As Bloomberg explained this month, Lending Club, one of the biggest peer-to-peer lending services, was started in June 2007, just before the beginning of the financial crisis. Since then, the number of loans the company has made has doubled each year – and that’s after turning down 90 percent of applicants. The service is also known for its low default rates, a rarity after the crisis, and appears to be a win-win for borrowers and lenders.
China’s P2P Lending Industry
But China presents issues with the system. In a country where only 3 percent of small businesses have been able to get loans due to the government’s strict restrictions regarding lending, almost 2,000 peer-to-peer sites have been created since 2007. Of those, many have much higher default rates than banks, and are known for their abuse and fraud within the system.
Despite China’s lending system, the idea of peer-to-peer lending remains popular in the U.S. and will likely remain so.
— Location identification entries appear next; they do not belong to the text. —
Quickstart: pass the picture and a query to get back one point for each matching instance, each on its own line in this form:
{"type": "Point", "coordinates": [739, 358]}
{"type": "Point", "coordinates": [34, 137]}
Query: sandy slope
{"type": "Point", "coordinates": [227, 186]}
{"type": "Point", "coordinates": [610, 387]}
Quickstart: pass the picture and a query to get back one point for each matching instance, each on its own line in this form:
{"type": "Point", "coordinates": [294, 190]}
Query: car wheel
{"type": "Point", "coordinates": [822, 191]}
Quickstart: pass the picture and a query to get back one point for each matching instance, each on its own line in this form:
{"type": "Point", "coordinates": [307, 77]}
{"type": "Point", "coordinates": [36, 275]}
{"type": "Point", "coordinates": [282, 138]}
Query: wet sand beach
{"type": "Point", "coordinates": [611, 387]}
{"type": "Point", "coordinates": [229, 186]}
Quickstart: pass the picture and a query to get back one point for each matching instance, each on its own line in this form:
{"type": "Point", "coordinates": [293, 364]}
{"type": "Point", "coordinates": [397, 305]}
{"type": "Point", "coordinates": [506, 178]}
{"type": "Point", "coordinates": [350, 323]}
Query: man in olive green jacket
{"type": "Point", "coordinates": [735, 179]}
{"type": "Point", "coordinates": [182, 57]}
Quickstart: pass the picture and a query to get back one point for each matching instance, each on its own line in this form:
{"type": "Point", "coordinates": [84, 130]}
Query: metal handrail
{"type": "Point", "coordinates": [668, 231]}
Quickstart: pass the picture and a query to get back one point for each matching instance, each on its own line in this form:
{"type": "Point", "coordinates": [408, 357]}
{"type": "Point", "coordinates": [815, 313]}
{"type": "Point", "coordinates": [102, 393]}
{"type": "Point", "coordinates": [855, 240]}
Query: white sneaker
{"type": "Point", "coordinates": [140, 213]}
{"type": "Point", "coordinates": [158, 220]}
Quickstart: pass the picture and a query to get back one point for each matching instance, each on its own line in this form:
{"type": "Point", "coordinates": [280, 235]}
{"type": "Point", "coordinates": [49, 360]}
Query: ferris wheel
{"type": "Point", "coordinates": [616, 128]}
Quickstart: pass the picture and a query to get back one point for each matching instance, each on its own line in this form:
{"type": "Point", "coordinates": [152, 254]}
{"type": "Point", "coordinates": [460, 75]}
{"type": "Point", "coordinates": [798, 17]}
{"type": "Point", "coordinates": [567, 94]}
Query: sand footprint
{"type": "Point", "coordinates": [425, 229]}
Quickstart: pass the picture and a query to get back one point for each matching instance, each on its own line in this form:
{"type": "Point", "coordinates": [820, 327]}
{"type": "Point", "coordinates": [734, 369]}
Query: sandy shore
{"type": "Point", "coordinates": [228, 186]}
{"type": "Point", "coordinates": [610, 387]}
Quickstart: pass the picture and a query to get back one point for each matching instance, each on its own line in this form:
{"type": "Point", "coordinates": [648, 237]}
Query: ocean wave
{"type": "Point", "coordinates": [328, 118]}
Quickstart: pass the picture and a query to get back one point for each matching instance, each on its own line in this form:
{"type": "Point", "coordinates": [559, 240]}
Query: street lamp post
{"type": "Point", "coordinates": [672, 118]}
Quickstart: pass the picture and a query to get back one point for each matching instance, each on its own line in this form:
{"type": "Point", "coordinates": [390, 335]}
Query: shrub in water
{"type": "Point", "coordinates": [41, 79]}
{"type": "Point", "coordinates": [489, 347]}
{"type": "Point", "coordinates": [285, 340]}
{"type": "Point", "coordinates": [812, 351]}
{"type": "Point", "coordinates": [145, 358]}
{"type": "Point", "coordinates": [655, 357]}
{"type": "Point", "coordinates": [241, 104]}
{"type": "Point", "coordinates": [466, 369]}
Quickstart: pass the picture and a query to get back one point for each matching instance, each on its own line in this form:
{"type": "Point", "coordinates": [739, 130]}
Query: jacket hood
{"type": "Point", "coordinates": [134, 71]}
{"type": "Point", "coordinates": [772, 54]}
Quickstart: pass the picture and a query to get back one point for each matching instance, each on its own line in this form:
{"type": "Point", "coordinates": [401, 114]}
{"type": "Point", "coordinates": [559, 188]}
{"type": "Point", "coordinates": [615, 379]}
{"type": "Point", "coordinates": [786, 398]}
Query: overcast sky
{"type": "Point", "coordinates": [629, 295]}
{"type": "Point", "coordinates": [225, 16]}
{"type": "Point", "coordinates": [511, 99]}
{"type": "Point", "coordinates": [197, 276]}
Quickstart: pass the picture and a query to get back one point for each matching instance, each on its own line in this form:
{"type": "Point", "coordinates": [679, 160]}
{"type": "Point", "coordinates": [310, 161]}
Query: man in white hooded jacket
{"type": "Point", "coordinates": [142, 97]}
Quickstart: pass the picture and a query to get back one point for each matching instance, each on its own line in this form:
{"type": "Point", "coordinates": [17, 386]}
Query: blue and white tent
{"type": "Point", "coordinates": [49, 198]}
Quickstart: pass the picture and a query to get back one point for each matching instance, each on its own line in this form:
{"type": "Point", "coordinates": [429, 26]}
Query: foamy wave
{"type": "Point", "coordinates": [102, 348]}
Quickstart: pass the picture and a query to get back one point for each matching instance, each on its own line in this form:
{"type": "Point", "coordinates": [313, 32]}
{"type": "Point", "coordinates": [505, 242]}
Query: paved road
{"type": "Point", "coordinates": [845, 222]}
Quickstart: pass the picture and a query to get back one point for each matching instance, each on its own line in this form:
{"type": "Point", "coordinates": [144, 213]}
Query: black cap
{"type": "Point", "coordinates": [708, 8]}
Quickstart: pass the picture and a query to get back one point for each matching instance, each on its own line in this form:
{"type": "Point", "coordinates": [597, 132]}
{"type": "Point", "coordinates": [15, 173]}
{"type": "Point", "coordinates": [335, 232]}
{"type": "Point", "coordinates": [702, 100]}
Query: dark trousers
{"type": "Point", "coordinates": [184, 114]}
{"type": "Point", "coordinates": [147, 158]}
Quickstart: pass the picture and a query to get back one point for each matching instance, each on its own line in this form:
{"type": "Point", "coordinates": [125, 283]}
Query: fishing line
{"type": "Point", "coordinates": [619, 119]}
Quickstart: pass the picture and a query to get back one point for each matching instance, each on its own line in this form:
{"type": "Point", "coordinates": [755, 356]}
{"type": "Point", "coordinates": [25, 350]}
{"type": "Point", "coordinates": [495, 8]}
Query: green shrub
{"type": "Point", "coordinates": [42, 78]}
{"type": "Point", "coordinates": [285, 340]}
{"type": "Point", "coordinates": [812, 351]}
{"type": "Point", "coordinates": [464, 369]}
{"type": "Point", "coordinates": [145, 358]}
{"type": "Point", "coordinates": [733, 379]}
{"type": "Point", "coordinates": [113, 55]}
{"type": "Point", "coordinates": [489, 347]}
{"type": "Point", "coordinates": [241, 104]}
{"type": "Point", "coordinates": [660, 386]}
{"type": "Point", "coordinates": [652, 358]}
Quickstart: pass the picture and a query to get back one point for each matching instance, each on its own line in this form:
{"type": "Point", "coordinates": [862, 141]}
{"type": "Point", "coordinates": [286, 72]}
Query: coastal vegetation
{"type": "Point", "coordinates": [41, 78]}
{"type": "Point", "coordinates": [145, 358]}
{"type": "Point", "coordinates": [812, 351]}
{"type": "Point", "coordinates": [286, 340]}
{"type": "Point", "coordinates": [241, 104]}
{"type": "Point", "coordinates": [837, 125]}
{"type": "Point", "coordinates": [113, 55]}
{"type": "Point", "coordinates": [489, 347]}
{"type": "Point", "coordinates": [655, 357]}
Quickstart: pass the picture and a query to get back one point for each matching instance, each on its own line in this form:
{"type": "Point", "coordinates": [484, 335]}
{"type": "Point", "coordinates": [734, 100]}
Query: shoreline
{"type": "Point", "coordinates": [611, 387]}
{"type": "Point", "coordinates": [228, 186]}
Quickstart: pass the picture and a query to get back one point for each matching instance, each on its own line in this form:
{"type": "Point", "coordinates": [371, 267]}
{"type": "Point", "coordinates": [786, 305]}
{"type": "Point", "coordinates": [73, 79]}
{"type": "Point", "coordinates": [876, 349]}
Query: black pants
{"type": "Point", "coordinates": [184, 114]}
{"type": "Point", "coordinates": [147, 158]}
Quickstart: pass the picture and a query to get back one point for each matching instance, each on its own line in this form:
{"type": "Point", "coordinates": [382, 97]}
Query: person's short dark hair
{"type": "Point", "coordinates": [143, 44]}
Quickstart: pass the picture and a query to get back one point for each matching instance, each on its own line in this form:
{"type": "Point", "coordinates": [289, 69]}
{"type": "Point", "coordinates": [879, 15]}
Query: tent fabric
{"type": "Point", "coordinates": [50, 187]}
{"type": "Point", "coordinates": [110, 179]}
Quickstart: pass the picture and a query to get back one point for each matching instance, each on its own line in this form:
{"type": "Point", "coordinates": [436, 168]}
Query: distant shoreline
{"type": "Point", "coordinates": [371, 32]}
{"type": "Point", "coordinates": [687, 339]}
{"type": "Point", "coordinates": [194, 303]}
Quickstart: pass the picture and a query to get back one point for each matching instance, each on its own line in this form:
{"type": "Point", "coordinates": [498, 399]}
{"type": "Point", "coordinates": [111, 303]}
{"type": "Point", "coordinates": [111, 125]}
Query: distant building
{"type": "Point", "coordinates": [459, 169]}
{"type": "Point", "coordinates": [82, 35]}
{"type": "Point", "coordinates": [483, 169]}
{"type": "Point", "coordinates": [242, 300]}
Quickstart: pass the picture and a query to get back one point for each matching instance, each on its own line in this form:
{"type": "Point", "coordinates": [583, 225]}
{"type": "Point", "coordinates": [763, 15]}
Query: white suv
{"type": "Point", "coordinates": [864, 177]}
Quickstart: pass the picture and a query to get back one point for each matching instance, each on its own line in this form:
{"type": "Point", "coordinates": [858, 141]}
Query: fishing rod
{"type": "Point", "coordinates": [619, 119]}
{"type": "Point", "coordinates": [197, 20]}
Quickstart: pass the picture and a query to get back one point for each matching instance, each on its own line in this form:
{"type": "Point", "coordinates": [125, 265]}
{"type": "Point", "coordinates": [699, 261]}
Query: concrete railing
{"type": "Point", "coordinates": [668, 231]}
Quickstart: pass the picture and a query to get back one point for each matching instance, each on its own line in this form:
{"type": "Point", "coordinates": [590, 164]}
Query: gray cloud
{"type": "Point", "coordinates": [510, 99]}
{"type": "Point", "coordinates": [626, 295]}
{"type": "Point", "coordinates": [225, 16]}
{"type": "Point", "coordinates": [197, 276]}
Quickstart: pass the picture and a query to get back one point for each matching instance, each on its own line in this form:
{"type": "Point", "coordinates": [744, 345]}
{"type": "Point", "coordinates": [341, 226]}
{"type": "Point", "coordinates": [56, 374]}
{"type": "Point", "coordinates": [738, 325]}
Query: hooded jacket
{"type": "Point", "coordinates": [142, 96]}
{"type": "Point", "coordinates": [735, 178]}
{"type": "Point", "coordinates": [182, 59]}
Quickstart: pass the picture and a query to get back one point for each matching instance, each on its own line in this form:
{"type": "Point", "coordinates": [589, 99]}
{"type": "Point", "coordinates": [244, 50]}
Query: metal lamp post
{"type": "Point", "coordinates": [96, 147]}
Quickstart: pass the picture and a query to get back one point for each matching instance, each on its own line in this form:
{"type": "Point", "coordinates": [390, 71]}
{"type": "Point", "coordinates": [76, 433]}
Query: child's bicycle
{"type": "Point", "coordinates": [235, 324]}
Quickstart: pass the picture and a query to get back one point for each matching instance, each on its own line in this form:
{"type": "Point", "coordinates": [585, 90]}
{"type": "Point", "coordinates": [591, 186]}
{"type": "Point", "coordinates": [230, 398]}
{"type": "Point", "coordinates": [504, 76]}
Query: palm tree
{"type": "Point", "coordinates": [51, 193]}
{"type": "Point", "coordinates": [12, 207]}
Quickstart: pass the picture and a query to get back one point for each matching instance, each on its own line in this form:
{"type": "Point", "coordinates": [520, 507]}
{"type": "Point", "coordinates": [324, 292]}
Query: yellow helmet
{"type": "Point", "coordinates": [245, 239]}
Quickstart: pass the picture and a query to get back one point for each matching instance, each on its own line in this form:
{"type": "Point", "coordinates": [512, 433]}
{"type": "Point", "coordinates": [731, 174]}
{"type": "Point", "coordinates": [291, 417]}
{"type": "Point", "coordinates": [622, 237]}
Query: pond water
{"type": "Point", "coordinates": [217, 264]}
But, just like how reckless lending led to the 2008 financial crisis – which in turn led to the growth of peer-to-peer lending – it still remains important to stay on top of credit and risk management. For both banks and services like Lending Club, risk management tools can help keep delinquencies low, especially as services and applications increase.
In addition, the creation of peer-to-peer lending suggests that a new form of lending can be just around the corner, and remaining adaptable is also important for any financial service. With low interest rates and low default rates, the peer-to-peer lending industry will likely stick around.